"And she will not die?"
"No."
"Oh, thank heaven!" and, totally overcome, she sank for the first time in her life, almost fainting into her seat.
Richmond looked at her with deep, scornful eyes.
"You to thank Heaven!—you to take that name on your lips!—you, who this night attempted a murder! Oh, woman do you not fear the vengeance of that Heaven you invoke!"
"Oh, Richmond! spare me not. I deserve all you would say. Oh! in all this world there is not another so lost, so fallen, so guilty as I."

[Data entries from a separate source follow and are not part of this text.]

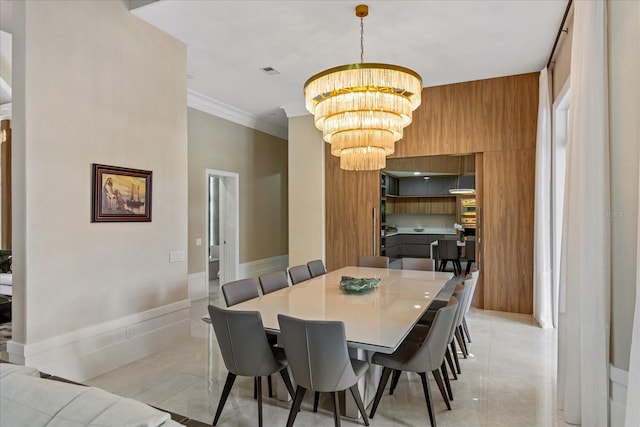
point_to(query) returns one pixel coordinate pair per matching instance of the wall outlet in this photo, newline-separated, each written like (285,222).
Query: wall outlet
(176,256)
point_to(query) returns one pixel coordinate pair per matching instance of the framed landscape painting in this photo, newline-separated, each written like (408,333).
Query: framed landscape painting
(121,194)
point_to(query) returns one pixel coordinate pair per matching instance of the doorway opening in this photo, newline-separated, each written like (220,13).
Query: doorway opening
(222,229)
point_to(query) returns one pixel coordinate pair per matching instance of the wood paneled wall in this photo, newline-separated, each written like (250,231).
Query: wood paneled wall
(472,117)
(495,118)
(351,198)
(507,209)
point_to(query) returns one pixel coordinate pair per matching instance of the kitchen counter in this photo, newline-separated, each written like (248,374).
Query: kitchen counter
(409,230)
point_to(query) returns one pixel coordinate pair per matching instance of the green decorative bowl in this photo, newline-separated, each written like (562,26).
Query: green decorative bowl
(358,285)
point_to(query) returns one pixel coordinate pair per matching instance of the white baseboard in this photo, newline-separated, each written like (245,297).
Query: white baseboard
(618,396)
(263,266)
(198,286)
(91,351)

"You are right, there is not; for one who would attempt the life of a young and innocent girl must be steeped in guilt so black that Hades itself must shudder. Had you caused the death of Frederica Richmond, as you tried to, I myself would have gone to the nearest magistrate, had you arrested, and forced you off this very night to the county jail. I would have prosecuted you, though every one else in the world was for you; and I would have gone to behold you perish on the scaffold, and then—and then only—felt that justice was satisfied."
She almost shrieked, as she covered her face with her hands from his terrible gaze, but, unheeding her anguish, he went on in a calm, pitiless voice:
"You, one night not long since, told me you wished you had never married me. That you really ever wished it I do not now believe; for one who could commit a cold-blooded murder would not hesitate at a lie—a lie. Do you hear, Georgia? But I tell you now, that I wish I had been dead and in my grave ere I ever met Georgia Darrell!"
"Oh, Richmond! Spare me! spare me!" she cried, in a dying voice.